Re: [PATCH v4 3/4] KVM: nSVM: implement the nested idle halt intercept

Sean Christopherson <seanjc@xxxxxxxxxx> · Thu, 19 Dec 2024 17:01:43 -0800

On Tue, Oct 22, 2024, Manali Shukla wrote:
> diff --git a/arch/x86/kvm/svm/nested.c b/arch/x86/kvm/svm/nested.c
> index d5314cb7dff4..feb241110f1a 100644
> --- a/arch/x86/kvm/svm/nested.c
> +++ b/arch/x86/kvm/svm/nested.c
> @@ -178,6 +178,14 @@ void recalc_intercepts(struct vcpu_svm *svm)
>  	} else {
>  		WARN_ON(!(c->virt_ext & VIRTUAL_VMLOAD_VMSAVE_ENABLE_MASK));
>  	}
> +
> +	/*
> +	 * Clear the HLT intercept for L2 guest when the Idle HLT intercept feature
> +	 * is enabled on the platform and the guest can use the Idle HLT intercept
> +	 * feature.
> +	 */
> +	if (guest_can_use(&svm->vcpu, X86_FEATURE_IDLE_HLT))
> +		vmcb_clr_intercept(c, INTERCEPT_HLT);

This is wrong.  KVM needs to honor the intercept of vmcb12.  If L1 wants to
intercept HLT, then KVM needs to configure vmcb02 to intercept HLT, regradless
of whether or not L1 is utilizing INTERCEPT_IDLE_HLT.

Given how KVM currently handles intercepts for nested SVM, I'm pretty sure you
can simply do nothing.  recalc_intercepts() starts with KVM's intercepts (from
vmcb01), and adds in L1's intercepts.  So unless there is a special case, the
default behavior should Just Work.

	for (i = 0; i < MAX_INTERCEPT; i++)
		c->intercepts[i] = h->intercepts[i];

	...

	for (i = 0; i < MAX_INTERCEPT; i++)
		c->intercepts[i] |= g->intercepts[i];

KVM's approach creates all kinds of virtualization holes, e.g. L1 can utilize
IDLE_HLT even if the feature isn't advertised to L1.  But that's true for quite
literally all feature-based intercepts, so for better or worse, I don't think
it makes sense to try and change that approach for this feature.

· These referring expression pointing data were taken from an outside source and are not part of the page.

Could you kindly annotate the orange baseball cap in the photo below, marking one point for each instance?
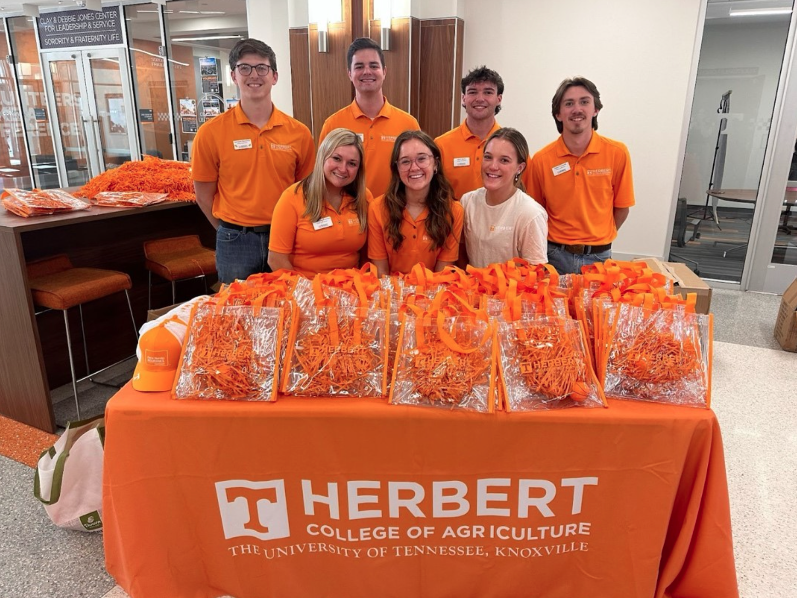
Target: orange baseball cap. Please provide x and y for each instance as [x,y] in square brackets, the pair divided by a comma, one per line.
[160,349]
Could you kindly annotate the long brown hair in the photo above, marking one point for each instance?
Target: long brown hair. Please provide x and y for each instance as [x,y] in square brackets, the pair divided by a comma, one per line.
[440,221]
[556,102]
[516,139]
[314,183]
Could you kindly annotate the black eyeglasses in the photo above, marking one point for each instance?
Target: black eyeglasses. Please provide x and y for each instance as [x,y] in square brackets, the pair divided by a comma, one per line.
[246,69]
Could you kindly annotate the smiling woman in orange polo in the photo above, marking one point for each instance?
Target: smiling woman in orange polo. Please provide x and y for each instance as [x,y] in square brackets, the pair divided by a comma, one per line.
[320,223]
[417,220]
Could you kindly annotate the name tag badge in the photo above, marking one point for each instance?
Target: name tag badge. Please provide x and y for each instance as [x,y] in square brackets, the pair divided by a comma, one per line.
[325,222]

> diff --git a/arch/x86/kvm/svm/svm.c b/arch/x86/kvm/svm/svm.c
> index e86b79e975d3..38d546788fc6 100644
> --- a/arch/x86/kvm/svm/svm.c
> +++ b/arch/x86/kvm/svm/svm.c
> @@ -4425,6 +4425,7 @@ static void svm_vcpu_after_set_cpuid(struct kvm_vcpu *vcpu)
>  	kvm_governed_feature_check_and_set(vcpu, X86_FEATURE_PFTHRESHOLD);
>  	kvm_governed_feature_check_and_set(vcpu, X86_FEATURE_VGIF);
>  	kvm_governed_feature_check_and_set(vcpu, X86_FEATURE_VNMI);
> +	kvm_governed_feature_check_and_set(vcpu, X86_FEATURE_IDLE_HLT);
>  
>  	svm_recalc_instruction_intercepts(vcpu, svm);
>  
> @@ -5228,6 +5229,9 @@ static __init void svm_set_cpu_caps(void)
>  		if (vnmi)
>  			kvm_cpu_cap_set(X86_FEATURE_VNMI);
>  
> +		if (cpu_feature_enabled(X86_FEATURE_IDLE_HLT))
> +			kvm_cpu_cap_set(X86_FEATURE_IDLE_HLT);

kvm_cpu_cap_check_and_set() does this for you.

> +
>  		/* Nested VM can receive #VMEXIT instead of triggering #GP */
>  		kvm_cpu_cap_set(X86_FEATURE_SVME_ADDR_CHK);
>  	}
> -- 
> 2.34.1
>